Dear Friends of the North 40,
On Tuesday, members of the Natural Resources Commission (NRC) announced that they are seeking amendments to changes to the structure of the Natural Resources Commission being brought forth by the Town Government Study Committee at upcoming Special Town Meeting beginning Nov 2.
The NRC statement follows, and Town Meeting Members can be reached via the Town’s website.
School News: The new Hardy/Hunnewell/Upham Facilities Project Page on the Town Website can be viewed here. The School Superintendent and members of the School Committee also appeared last night before the Advisory Committee and referenced the North 40
NRC Seeks to Retain Independent Role to Protect Public Open Space and the Environment
To supporters of the Wellesley Natural Resources Commission:
Last night, the members of the Wellesley NRC voted on final language for three amendments to the Town Government Study Committee (TGSC) proposal that will be considered at the Special Town Meeting convening on November 2. The TGSC is proposing sweeping changes to Wellesley’s form of government after a review of the current structure. The members of the NRC are concerned that the proposed changes will compromise the ability of the NRC to accomplish its mission to protect the environment, conserve open space, and promote recreation in Wellesley.
Through our amendments, we will ask Town Meeting Members to allow the NRC to retain the independence granted by an act of the Massachusetts State Legislature when the NRC was created in 1978. This independent status is similar to the status accorded to the School Department and the Municipal Light Department and their respective boards.
The structure proposed by the TGSC would place the NRC’s department in a new “Planning and Land Management Division,” several layers down in the Town organizational chart, under the Board of Selectmen, the Town Manager, and a Deputy Town Manager. The responsibility for supervising, hiring, and firing the NRC Director would also be shifted from our board to a Deputy Town Manager who would function as the director of this new division. We are deeply concerned that this structure will compromise the independence of the NRC and restrict our ability to execute our environmental mission. For nearly 40 years, the NRC has been an independent voice for environmental concerns in Wellesley, helping maintain the Town’s natural beauty and quality of life. We had hoped the changes proposed by TGSC would allow the NRC to continue to function independently. Ultimately, we determined that the proposal of amendments was our only option.
We wholeheartedly support the concept of a town manager and would like to follow the example of other towns, such as Brookline, Winchester, and Weston, that have very effective town managers who work in collaboration with independent elected boards. In looking at comparable towns, it is clear that there is no one-size-fits-all structure for town government – each town has worked out its own particular solution, and we would like to find a balanced solution for Wellesley.

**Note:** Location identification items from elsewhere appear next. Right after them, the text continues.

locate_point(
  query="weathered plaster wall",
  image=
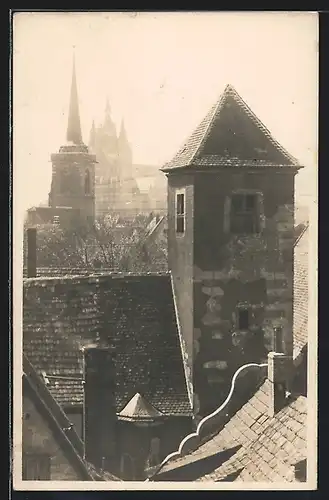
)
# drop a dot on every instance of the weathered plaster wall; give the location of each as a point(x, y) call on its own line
point(38, 438)
point(135, 441)
point(251, 270)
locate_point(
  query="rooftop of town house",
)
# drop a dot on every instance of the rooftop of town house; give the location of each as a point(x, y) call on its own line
point(231, 135)
point(301, 291)
point(134, 313)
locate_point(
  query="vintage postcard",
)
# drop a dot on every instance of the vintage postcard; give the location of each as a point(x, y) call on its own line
point(165, 235)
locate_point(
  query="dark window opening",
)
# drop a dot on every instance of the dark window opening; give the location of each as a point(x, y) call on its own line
point(36, 467)
point(278, 340)
point(180, 213)
point(244, 214)
point(243, 319)
point(87, 182)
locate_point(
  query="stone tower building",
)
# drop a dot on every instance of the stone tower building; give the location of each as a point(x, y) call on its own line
point(230, 245)
point(115, 186)
point(73, 167)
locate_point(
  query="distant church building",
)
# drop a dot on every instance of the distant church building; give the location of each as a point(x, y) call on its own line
point(116, 189)
point(230, 245)
point(72, 194)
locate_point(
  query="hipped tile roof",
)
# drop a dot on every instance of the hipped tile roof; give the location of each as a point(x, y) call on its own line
point(252, 446)
point(231, 135)
point(134, 313)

The NRC was created in response to public dissatisfaction over how open space was managed in Wellesley. In 1977, Town Meeting Members voted to consolidate the management of open space in an elected Natural Resources Commission with a broad mission of stewardship over conservation land, parks, and natural resources, including public education and advocacy. NRC projects include:
- the successful campaign to purchase and preserve Centennial Reservation
- the Integrated Pesticide Management program, which limits the use of pesticides on public land, including parks and playing fields
- the restoration of historic Fuller Brook Park
- the ongoing restoration of Morses Pond
- the protection and enhancement of the Town’s tree canopy through the Tree Planting program for which Wellesley has received the Tree City USA Award for 32 consecutive years.
The pressures on Wellesley’s natural resources and open space are increasing with every passing year. As more and more private open space in town is lost to development, we must continue to preserve and protect our public open space.
We ask you to support the NRC as an independent voice for the environment and open space, and we ask all Town Meeting Members to vote to approve our amendments.